Commander-in-chief of the Chilean Navy
- In office November 1970 – 11 September 1973
- President: Salvador Allende
- Preceded by: Hugo Tirado
- Succeeded by: José Toribio Merino

Minister of Finance of Chile
- In office 9 August 1973 – 28 August 1973
- President: Salvador Allende
- Preceded by: Fernando Flores
- Succeeded by: Daniel Arellano

Personal details
- Born: 11 April 1914 Santiago, Chile
- Died: 24 April 2000 (aged 86) Viña del Mar, Chile
- Spouse: Águeda Figueroa Carvajal
- Children: 6
- Parent(s): Emilio Montero Rejas Felicita del Carmen Cornejo Andrade
- Alma mater: Arturo Prat Naval Academy
- Occupation: Naval officer

Military service
- Branch/service: Chilean Navy

= Raúl Montero =

Raúl Montero Cornejo (11 April 1914 in Santiago – 24 April 2000 in Viña del Mar) was a Chilean admiral who served as Commander-in-chief of the Chilean Navy during the government of President Salvador Allende. He was also briefly Minister of Finance in August 1973.

== Early life ==
He was the son of Emilio Montero Rejas and Felicita del Carmen Cornejo Andrade. He studied at the Instituto Nacional General José Miguel Carrera and at the Arturo Prat Naval Academy (1929–1934).

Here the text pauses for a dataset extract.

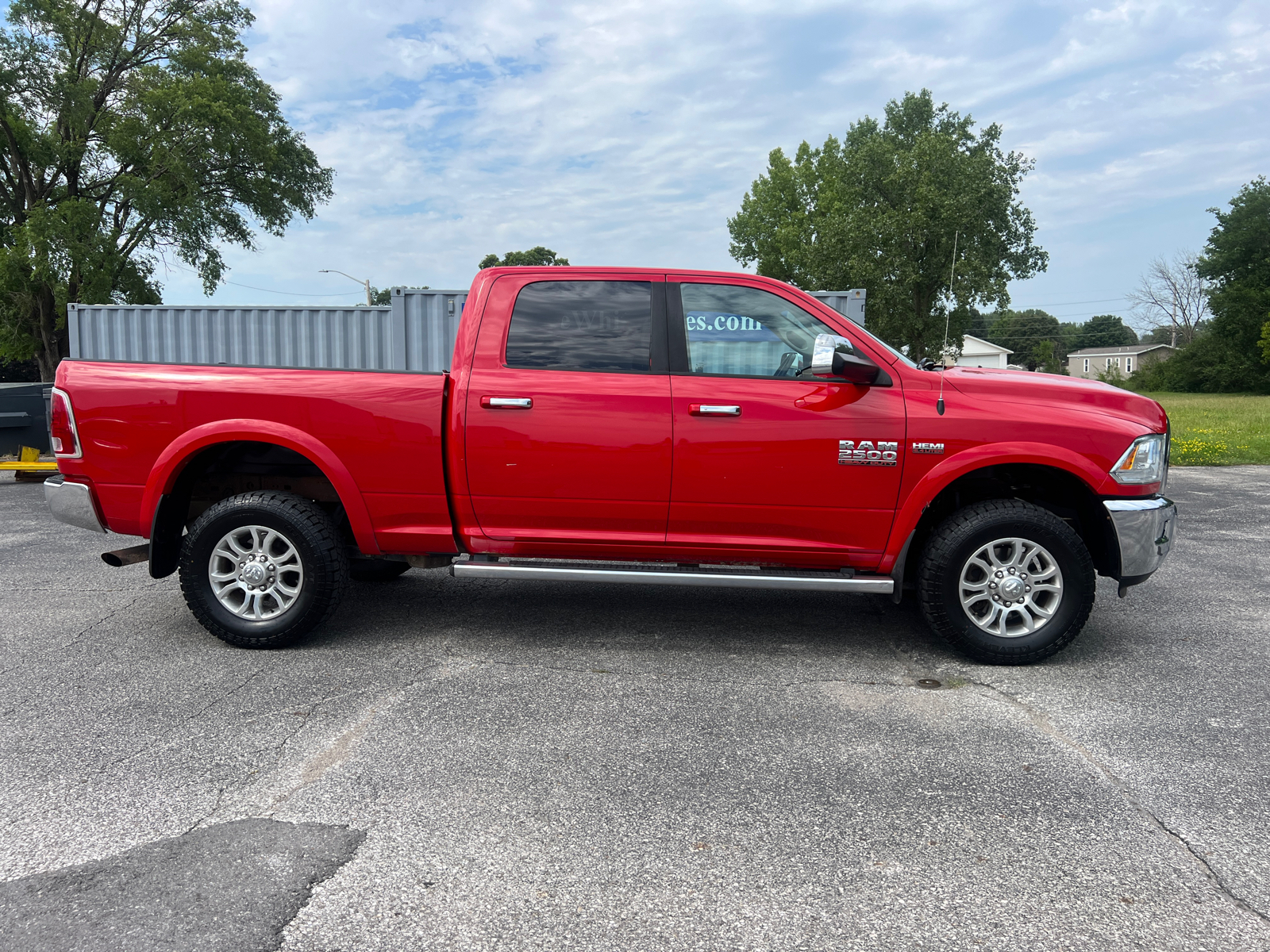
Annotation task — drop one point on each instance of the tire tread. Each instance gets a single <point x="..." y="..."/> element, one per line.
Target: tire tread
<point x="952" y="533"/>
<point x="319" y="533"/>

=== Marriage and children ===
In 1942, he married Águeda Figueroa Carvajal. They had six children: Raúl, Enrique, Ricardo, Fernando, Jorge and María Eugenia Montero Figueroa.

== Naval career ==
Montero set a sailing record aboard the training ship Esmeralda, completing 78% of the voyage from Valparaíso to Papetee, Tahiti, under sail without engine assistance.

He served as Commander-in-chief of the Navy from November 1970 until 11 September 1973, the day of the 1973 Chilean coup d'état, when he was placed under house arrest at dawn by José Toribio Merino, who self-appointed himself commander-in-chief that same day. Montero was later released once the coup had been consolidated.

In parallel, Montero was appointed Minister of Finance on 9 August 1973, serving for 20 days. On 3 September 1973, he submitted his resignation as Commander-in-chief to President Allende, which was rejected. Allende responded: “Once again you present your resignation. I consider your reasons solid and respectable. However, a higher imperative—the supreme interest of the country—forces me to reject it.”